Nuclear fuel rods are manufactured from open-ended zirconium alloy tubular rods. One end of the rod is plugged with a zirconium alloy end plug and girth welded. Fissionable pellets are inserted into the rod, and the rod is then plugged at its open end with a conventional zirconium alloy sealing plug having a small axial opening therein for allowing gas flow in and out of the rod.
In prior art practices, the rod is transferred to a girth welding chamber where the rod is advanced against an end stop. The end stop serves two functions. It positions the fuel rod and permits evacuation of the rod for subsequent girth welding. The end stop typically includes an axial opening therethrough which communicates with the interior of the fuel rod. A vacuum is drawn through the end stop to evacuate the fuel rod to prevent oxidation when girth welding. Additionally, the end stop is fixed on bearings allowing slow rotation of the fuel rod and end stop as one unit. A tungsten inert gas welder is positioned adjacent the end stop, and as the rod rotates, the tungsten inert gas welder fuses the end plug into the fuel rod by welding the periphery of the rod end.

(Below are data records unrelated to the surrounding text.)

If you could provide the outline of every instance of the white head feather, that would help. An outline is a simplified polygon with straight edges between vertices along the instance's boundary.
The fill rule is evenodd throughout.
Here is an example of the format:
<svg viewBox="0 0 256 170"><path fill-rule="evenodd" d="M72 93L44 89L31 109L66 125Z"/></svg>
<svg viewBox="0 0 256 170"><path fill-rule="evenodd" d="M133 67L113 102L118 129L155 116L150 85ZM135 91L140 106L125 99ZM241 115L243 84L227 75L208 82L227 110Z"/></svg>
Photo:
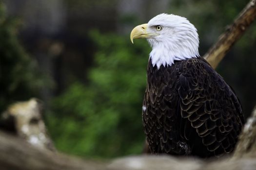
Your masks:
<svg viewBox="0 0 256 170"><path fill-rule="evenodd" d="M161 30L157 30L158 26ZM171 66L175 60L199 56L197 29L185 17L159 14L148 22L147 32L159 34L147 38L152 47L150 58L153 65L156 65L158 68L161 65Z"/></svg>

In accordance with prior art practices, after the fuel rod is girth welded, it is transferred to a seal weld chamber. The chamber is pressurized to approximately 600 psi with an inert gas such as argon, helium or a helium-argon mixture. As the chamber is pressurized, the fuel rod is pressurized at an equal rate through the sealing plug axial opening. When the pressure in the fuel rod is equal to chamber pressure, a welding electrode end stop is advanced adjacent and coaxial with the axial opening and an arc is discharged from the electrode to the axial opening to fuse the opening closed. Because welding is conducted in an inert gas atmosphere, oxidation and other undesirable material affects are minimized. Additionally, the fuel rod has been pressurized with an inert gas. The high pressure in the fuel rod minimizes the possibility that the rod will collapse under the high pressures attendant a nuclear reactor core. The inert gas in the rod also minimizes internal oxidation of the fuel rod.
The above described prior art practice is limited because it is expensive and cumbersome. Two separate welding chambers are used. The first chamber is evacuated for girth welding and the second chamber is pressurized. Each chamber requires separate controls and rod handling means. Different designs in end stops also are required: one for the girth welding chamber and one for the seal weld chamber, resulting in increased tooling and production costs. Additionally, the rod must be handled between the girth and seal welding operations resulting in increased handling costs. In related U.S. Pat. No. 4,837,419, both girth and seal welds are made in a single chamber, where an end stop is adapted to fill both the welding chamber and fuel rod with a gas. However, the disclosed end stop is not adapted for efficient evacuation of the fuel rod and pressurization of both the fuel rod and the welding chamber.
Therefore, it is an object of this invention to provide an apparatus wherein girth and seal welding of a sealing plug coaxially positioned in the end of a nuclear fuel rod are performed in one weld chamber.
It is another object of this invention to provide an end stop adapted for engaging a sealing plug coaxially positioned in the end of a nuclear fuel rod where the end stop permits the evacuation of the fuel rod to facilitate the girth welding of the plug into the rod, and also permits pressurization of the fuel rod and an enclosing welding chamber to facilitate the seal welding closure of the axial opening in the plug.